A conti fatti sto facendo quello che più mi piace. Vado in montagna, vivo in montagna, sull’Appennino. C’è voluto tantissimo tempo per capire cosa preferivo fare della mia vita, anche se aspirazioni e sogni nel cassetto li ho lasciati tempo fa per via delle condizioni economiche in cui versava la mia famiglia. Mio padre era un pastore, morì quando avevo solo pochi anni, e ultimo di cinque figli ho da subito cominciato a lavorare.
Oggi con serenità accetto e vedo questo orizzonte sul quale ho riaperto gli occhi come il luogo dove sentirmi riappacificato, anche se non è stato facile. Ero destinato a fare quello che avevano fatto mio padre, mio nonno, il mio bisnonno e cosi a ritroso: il pastore. Non mi è stato possibile per disgrazia familiare e contingenza storica: sono nato e cresciuto nel boom economico, circondato dall’apoteosi del progresso, ma divino sarcasmo mi sono salvato la vita portando le persone nei luoghi dove la trama della mia famiglia si è spiegata.
“Una vita misteriosa, benedetta si svela con lentezza”. “Io credo che la fortuna dell’Appennino stia ora nell’essere a lato, più vi si accomoda e meglio è. Se c’è salvezza sta nell’ombra e ci si salva per qualcosa che in questo momento non si sa cosa sia né se avverrà. Si tratta di salvaguardare, conservare, difendere attitudini, comportamenti e saperi che al momento non hanno ragion d’essere, sono fuori tempo e fuori luogo”, recita Giovanni Lindo Ferretti in “L’Italia profonda” scritto con Franco Arminio.
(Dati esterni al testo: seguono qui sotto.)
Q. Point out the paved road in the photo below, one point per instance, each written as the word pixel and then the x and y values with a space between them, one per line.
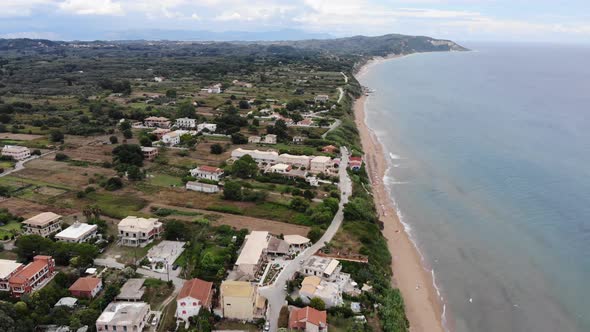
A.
pixel 20 165
pixel 276 293
pixel 333 126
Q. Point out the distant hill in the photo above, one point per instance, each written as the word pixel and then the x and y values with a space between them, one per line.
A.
pixel 357 46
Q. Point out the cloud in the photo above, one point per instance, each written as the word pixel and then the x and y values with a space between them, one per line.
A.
pixel 92 7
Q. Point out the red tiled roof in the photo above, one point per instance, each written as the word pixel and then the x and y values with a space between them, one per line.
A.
pixel 87 284
pixel 210 169
pixel 197 289
pixel 30 270
pixel 299 317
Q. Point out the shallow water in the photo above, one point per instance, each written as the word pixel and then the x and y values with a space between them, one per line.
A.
pixel 490 168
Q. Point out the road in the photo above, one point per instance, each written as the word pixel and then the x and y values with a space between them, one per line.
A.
pixel 20 165
pixel 275 293
pixel 333 126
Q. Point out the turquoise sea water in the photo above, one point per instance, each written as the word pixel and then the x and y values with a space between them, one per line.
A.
pixel 490 169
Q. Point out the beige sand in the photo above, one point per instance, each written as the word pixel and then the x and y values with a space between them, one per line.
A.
pixel 423 305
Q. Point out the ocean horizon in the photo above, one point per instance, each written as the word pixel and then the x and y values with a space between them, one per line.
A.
pixel 488 153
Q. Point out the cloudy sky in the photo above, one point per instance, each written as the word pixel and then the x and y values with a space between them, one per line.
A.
pixel 462 20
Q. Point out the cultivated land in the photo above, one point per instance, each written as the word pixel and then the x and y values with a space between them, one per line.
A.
pixel 87 104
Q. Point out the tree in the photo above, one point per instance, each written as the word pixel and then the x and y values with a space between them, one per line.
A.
pixel 127 133
pixel 317 303
pixel 232 191
pixel 244 104
pixel 185 110
pixel 216 148
pixel 56 135
pixel 130 154
pixel 171 93
pixel 299 204
pixel 245 167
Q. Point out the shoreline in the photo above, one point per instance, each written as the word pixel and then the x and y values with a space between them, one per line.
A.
pixel 423 304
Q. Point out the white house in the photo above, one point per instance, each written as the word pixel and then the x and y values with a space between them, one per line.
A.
pixel 320 164
pixel 186 123
pixel 172 138
pixel 134 231
pixel 202 187
pixel 207 172
pixel 270 139
pixel 77 233
pixel 195 293
pixel 16 152
pixel 211 127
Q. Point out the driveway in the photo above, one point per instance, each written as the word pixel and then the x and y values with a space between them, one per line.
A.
pixel 275 293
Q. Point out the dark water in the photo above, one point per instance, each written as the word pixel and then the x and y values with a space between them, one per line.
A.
pixel 490 168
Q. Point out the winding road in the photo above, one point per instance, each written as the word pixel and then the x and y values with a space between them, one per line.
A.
pixel 275 293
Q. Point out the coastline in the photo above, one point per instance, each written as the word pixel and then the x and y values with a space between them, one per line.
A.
pixel 423 305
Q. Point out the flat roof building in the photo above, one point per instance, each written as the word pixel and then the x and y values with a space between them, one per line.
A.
pixel 77 233
pixel 43 224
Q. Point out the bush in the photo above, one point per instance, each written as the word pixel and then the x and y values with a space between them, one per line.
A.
pixel 61 156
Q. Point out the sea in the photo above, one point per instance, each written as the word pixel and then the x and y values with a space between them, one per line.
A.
pixel 489 155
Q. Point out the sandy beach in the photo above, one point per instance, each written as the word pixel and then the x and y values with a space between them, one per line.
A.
pixel 423 306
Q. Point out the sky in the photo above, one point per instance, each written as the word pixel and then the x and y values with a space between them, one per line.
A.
pixel 459 20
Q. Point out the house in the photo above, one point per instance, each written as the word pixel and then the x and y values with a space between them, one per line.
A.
pixel 270 139
pixel 297 241
pixel 320 164
pixel 307 122
pixel 355 163
pixel 187 123
pixel 132 290
pixel 43 224
pixel 261 157
pixel 134 231
pixel 163 255
pixel 124 316
pixel 207 172
pixel 16 152
pixel 8 268
pixel 86 287
pixel 315 287
pixel 321 98
pixel 149 152
pixel 69 302
pixel 77 233
pixel 33 276
pixel 254 139
pixel 202 187
pixel 322 267
pixel 253 253
pixel 277 247
pixel 156 122
pixel 240 300
pixel 329 149
pixel 280 169
pixel 308 319
pixel 160 132
pixel 298 139
pixel 211 127
pixel 294 160
pixel 194 294
pixel 172 138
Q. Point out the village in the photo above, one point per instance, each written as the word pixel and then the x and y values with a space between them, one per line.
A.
pixel 210 219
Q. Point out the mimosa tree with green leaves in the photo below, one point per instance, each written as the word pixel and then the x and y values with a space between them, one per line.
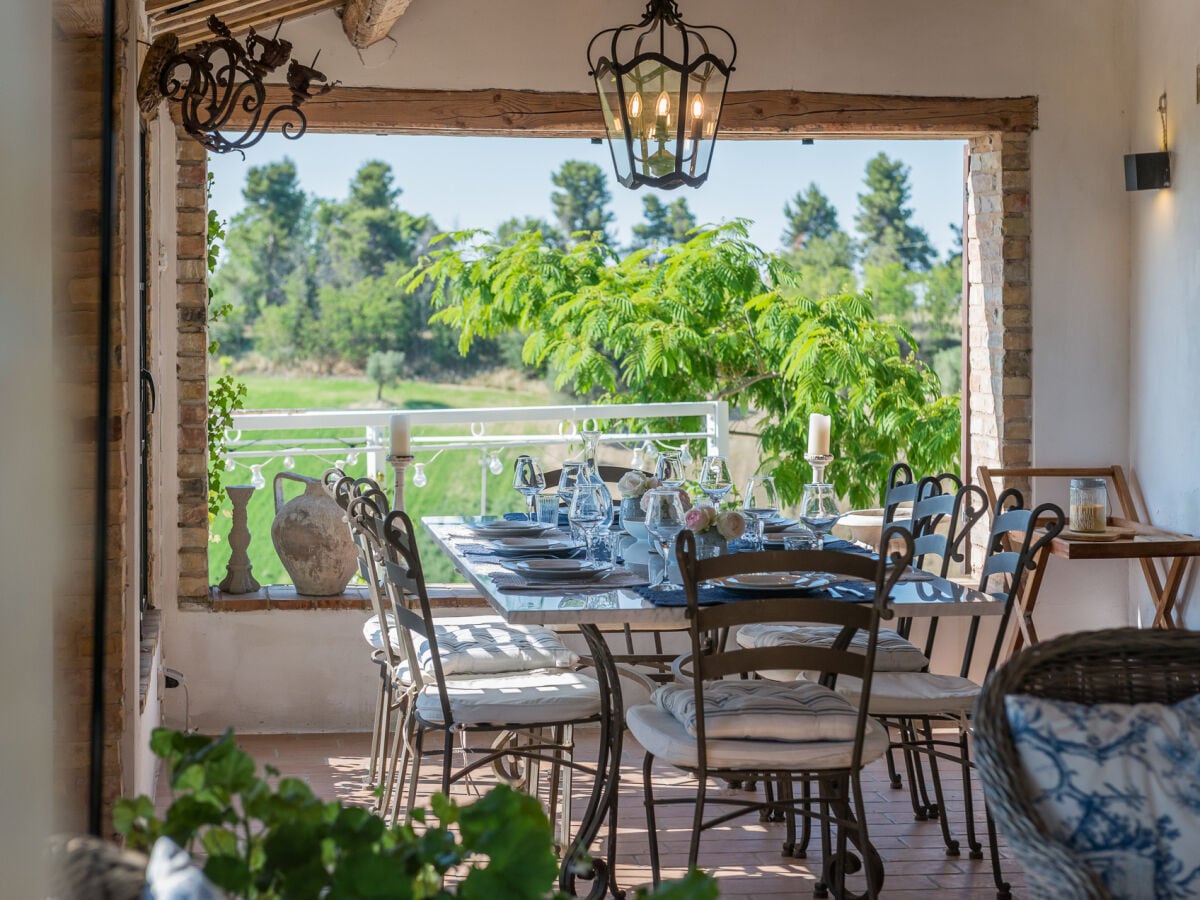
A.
pixel 714 317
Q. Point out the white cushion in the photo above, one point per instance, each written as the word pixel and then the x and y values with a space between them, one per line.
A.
pixel 487 645
pixel 912 693
pixel 519 699
pixel 762 711
pixel 893 653
pixel 1120 785
pixel 665 737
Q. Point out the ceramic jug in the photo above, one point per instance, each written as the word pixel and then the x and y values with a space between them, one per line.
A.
pixel 312 538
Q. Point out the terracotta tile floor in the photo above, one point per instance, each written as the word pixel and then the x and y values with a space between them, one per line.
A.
pixel 744 855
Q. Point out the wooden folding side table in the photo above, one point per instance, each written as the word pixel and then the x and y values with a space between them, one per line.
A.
pixel 1146 545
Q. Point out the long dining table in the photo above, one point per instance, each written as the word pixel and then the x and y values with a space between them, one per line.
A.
pixel 594 607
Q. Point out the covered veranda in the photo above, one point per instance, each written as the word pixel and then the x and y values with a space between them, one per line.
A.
pixel 1080 309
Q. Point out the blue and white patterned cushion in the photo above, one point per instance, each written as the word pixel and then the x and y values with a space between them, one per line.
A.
pixel 1120 785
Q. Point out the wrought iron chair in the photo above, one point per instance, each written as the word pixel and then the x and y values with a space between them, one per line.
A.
pixel 759 741
pixel 912 702
pixel 1114 666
Siamo se non il primo, il secondo Parco d‘Italia, abbiamo guadagnato un riconoscimento UNESCO senza sapere bene cosa significhi e cosa comporti. Un riconoscimento che comunque ha a che fare con la biosfera e di questi tempi in cui il mondo si riempie di plastica, si potrebbe tramutare in grandi opportunità.
Addetti ai lavori, guardiaparco, titolati esperti in “orsologia e conservazione della natura” per ora si prendono migliaia di like e emoticon di congratulazioni sui social.
Sotto tutti questi veli, e il primo è una coperta fatta di modernità incivile, restano tracce arcaiche. Di contadini e di pastori, principesse del formaggio e della lana, dell’orso, del lupo, del toro e delle aquile, delle antiche tribù italiche. Più che gli italiani sull’Appennino ci sono ancora i Marsi, i Sanniti, gli Irpini… Forse sull’Appennino più che altrove si trovano tracce degli antichi popoli Italici.
Sto cercando di scavare nel mio passato per trovare una collocazione nel presente. Per poter raccontare la storia di questi luoghi a chi per una mezza giornata vuole venire a camminare con me. Per ora non sono un esperto di queste cose, forse mai lo sarò. A me piace raccontare di questi luoghi, e camminarci sopra con rispetto. Produco sensazioni che mi vengono da un luogo e da un tempo lontano, lontano dai clacson del traffico delle città.